To get a VA secured home loan I was asked to have electrical work done (I didn’t own the property at the time). I found an electrician on-line. I called him to schedule a meet at the house 2:00 pm. At 1:15 I was told that the VA waived the requirement. I called the electrician immediately but he didn’t pick up, so I left a message informing him he didn’t need to come. He lives about an hour away so he may have been on the road for 15 minutes. He called at 2:00 and said that he didn’t hear the call because he drives a loud truck. He said because he drove to the house he was charging the travel charge ($60) + 1 hour work ($130), and now a $30 late fee. He never entered the property.
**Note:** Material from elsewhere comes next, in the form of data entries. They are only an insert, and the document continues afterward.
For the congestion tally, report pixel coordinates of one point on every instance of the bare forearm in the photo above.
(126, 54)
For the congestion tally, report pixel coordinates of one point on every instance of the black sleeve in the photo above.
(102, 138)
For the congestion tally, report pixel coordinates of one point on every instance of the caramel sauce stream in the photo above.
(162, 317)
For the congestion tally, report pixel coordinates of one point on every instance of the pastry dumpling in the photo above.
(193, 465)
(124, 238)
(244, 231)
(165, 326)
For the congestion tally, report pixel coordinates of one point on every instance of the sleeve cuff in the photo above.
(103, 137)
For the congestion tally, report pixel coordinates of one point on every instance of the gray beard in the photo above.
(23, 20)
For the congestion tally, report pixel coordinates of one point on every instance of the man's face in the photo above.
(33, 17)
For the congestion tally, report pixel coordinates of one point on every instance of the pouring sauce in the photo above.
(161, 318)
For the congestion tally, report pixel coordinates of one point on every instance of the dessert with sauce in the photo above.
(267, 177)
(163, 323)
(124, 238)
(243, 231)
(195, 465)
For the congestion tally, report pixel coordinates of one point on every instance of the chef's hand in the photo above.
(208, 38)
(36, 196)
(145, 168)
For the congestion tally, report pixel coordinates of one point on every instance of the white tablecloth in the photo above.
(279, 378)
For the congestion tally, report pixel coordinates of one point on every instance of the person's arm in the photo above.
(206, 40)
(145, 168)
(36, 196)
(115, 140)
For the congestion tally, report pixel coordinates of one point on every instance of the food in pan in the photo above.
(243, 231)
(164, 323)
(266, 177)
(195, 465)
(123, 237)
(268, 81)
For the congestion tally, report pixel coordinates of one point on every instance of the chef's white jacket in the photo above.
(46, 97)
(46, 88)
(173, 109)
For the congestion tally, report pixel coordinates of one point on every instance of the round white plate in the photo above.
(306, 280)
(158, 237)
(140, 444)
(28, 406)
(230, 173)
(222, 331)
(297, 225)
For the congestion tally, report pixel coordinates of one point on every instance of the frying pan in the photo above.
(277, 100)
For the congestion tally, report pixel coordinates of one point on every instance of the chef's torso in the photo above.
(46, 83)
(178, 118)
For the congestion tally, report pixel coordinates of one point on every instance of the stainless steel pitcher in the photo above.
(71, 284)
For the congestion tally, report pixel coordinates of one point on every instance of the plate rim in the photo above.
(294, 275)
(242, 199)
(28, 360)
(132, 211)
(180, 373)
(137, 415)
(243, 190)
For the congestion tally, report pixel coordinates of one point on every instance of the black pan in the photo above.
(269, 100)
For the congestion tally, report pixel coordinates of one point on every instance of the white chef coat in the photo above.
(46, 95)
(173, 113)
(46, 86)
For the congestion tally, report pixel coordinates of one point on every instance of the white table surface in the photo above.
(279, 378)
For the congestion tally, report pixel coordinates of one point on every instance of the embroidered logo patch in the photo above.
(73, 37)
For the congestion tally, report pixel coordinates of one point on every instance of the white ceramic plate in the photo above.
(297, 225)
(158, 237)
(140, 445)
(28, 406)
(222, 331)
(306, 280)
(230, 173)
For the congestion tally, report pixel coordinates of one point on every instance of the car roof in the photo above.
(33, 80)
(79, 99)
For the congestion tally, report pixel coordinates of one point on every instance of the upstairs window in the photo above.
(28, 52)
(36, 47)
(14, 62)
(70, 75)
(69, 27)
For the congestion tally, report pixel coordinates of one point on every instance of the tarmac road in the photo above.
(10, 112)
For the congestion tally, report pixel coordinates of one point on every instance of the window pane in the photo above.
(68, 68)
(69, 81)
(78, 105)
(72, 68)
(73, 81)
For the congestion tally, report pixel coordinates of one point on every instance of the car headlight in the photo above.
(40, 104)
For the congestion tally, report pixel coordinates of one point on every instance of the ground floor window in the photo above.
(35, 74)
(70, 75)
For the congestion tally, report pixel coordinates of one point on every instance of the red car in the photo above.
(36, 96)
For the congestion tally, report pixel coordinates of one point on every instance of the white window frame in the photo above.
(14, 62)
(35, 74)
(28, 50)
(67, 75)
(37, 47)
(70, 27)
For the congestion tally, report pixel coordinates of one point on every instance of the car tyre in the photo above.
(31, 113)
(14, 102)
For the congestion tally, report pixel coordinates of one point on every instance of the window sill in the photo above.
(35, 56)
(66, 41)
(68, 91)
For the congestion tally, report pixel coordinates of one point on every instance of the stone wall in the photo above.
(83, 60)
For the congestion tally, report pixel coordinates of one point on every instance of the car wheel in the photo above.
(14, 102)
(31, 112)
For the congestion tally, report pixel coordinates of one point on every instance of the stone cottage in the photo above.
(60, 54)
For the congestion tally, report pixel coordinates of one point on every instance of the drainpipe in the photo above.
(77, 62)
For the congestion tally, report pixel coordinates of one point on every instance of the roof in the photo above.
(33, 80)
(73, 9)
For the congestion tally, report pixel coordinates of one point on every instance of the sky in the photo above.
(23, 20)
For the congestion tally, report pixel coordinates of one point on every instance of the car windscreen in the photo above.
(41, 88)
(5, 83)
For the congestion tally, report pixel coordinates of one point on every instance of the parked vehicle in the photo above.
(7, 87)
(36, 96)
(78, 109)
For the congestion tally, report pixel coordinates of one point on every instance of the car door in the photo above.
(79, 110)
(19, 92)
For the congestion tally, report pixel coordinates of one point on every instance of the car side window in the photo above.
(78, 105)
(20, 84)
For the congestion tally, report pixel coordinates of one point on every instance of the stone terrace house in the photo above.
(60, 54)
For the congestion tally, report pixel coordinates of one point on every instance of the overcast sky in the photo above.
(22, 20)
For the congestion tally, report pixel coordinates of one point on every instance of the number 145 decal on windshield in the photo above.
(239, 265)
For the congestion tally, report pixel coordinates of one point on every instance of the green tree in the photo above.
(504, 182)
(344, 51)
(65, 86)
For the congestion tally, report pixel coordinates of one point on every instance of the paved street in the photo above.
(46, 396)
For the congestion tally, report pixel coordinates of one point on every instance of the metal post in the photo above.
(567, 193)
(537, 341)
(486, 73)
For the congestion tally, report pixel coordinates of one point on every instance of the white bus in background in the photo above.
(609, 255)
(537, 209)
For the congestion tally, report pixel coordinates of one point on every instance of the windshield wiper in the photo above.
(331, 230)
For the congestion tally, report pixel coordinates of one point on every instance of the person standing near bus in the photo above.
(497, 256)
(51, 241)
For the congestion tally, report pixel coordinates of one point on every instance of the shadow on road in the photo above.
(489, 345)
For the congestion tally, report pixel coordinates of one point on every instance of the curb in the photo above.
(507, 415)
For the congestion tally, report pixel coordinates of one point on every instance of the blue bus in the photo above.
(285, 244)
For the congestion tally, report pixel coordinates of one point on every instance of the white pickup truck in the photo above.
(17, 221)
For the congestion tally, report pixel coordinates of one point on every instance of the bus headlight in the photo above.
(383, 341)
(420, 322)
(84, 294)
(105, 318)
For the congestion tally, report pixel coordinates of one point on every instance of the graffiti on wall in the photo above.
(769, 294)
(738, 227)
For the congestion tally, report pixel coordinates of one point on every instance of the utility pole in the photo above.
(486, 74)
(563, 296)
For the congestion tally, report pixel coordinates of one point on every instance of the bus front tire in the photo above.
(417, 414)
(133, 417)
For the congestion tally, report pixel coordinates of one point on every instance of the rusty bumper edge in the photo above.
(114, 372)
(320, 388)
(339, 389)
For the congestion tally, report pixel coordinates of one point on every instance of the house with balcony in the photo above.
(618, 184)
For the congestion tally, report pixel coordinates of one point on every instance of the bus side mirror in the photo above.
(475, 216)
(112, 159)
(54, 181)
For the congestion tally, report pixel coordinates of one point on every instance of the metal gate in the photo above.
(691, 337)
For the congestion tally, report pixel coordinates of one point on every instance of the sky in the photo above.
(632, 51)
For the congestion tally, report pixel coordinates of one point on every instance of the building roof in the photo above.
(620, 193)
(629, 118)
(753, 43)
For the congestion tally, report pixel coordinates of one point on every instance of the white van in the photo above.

Asked on February 28, 2011 under Business Law, Minnesota

Answers:

SJZ, Member, New York Bar / FreeAdvice Contributing Attorney

Answered 10 years ago | Contributor

It is not illegal or improper for a service person to charge a fee is a visit is cancelled too late. The best practice for the service person is to have this fee disclosed in advance, such as many doctors do on their website. However, even without a prior disclosure, it would be reasonable to charge a fee amounting to $220 in this case, since--if the travel is around one hour--he really spent at least two hours of his time on this (a $260 value). If you refuse to pay and he sues you, you *might* win if there was no prior disclosure of a cancellation fee, but under the circumstances of cancelling only 45 minutes before the appointment, there's also a good chance he'd win. It therefore is probably not worth it for you to contest this, since you could end up having to pay anyway after spending the time and money on court.